Finite Element Modeling of FHWA-Accelerated Loading Facility Test Sections With Fatigue Damage Using a Nonlinear Viscoelastic Cohesive Zone Integrated With Gaussian Damage Evolution

Abstract

This study presents a computational fracture modeling approach for predicting highly nonlinear viscoelastic cracking, such as fatigue damage, in asphalt mixtures and pavements. The modeling approach is presented and validated against field performance data from the FHWA-Accelerated Loading Facility (ALF) performance test sections. To that end, five mixtures differing either in the type of binder used or the amount of reclaimed asphalt pavement and reclaimed asphalt shingles were selected to assess their linear viscoelastic behavior, fracture properties, and field performance.

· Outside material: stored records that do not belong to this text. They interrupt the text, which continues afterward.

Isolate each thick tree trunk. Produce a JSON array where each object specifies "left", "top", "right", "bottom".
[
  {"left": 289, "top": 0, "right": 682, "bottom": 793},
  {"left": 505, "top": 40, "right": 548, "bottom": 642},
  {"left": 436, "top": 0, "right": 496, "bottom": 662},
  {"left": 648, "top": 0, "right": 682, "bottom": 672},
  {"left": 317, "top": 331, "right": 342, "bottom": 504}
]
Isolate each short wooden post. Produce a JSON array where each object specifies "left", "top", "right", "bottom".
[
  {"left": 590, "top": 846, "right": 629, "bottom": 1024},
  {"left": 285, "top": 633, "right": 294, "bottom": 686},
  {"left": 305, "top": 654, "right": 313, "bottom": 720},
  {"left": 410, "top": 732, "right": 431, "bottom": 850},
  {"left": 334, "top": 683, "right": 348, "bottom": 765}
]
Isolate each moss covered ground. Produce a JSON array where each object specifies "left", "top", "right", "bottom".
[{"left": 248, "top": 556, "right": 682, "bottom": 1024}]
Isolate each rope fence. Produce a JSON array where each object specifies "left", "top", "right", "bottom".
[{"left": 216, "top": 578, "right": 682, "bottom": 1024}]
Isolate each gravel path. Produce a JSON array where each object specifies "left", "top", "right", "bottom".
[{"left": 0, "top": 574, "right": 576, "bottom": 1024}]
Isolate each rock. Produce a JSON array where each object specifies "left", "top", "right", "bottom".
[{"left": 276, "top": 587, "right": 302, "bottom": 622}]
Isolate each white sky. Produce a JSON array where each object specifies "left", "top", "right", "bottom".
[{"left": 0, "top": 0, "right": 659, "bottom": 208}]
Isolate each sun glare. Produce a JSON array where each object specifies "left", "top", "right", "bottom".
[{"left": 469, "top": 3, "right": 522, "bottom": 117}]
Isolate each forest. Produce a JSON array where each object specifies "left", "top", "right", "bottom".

A nonlinear viscoelastic cohesive zone fracture model was used along with a Gaussian distribution damage evolution to characterize the mixture fracture properties through a numerical-experimental calibration process. Individual mixture characteristics were then used as inputs to analyze the ALF pavement structure, and the fatigue response was predicted and compared with the field performance data for model validation. Although there are several model limitations to improve, the good agreement in performance rank order among test lanes demonstrates the capability and validity of the modeling approach. This implies that the computational modeling approach attempted in this study could potentially be used to analyze and design pavements in a mechanistic manner. This could be done with just a few laboratory tests for mixture properties such as viscoelastic dynamic modulus and cohesive zone fracture parameters.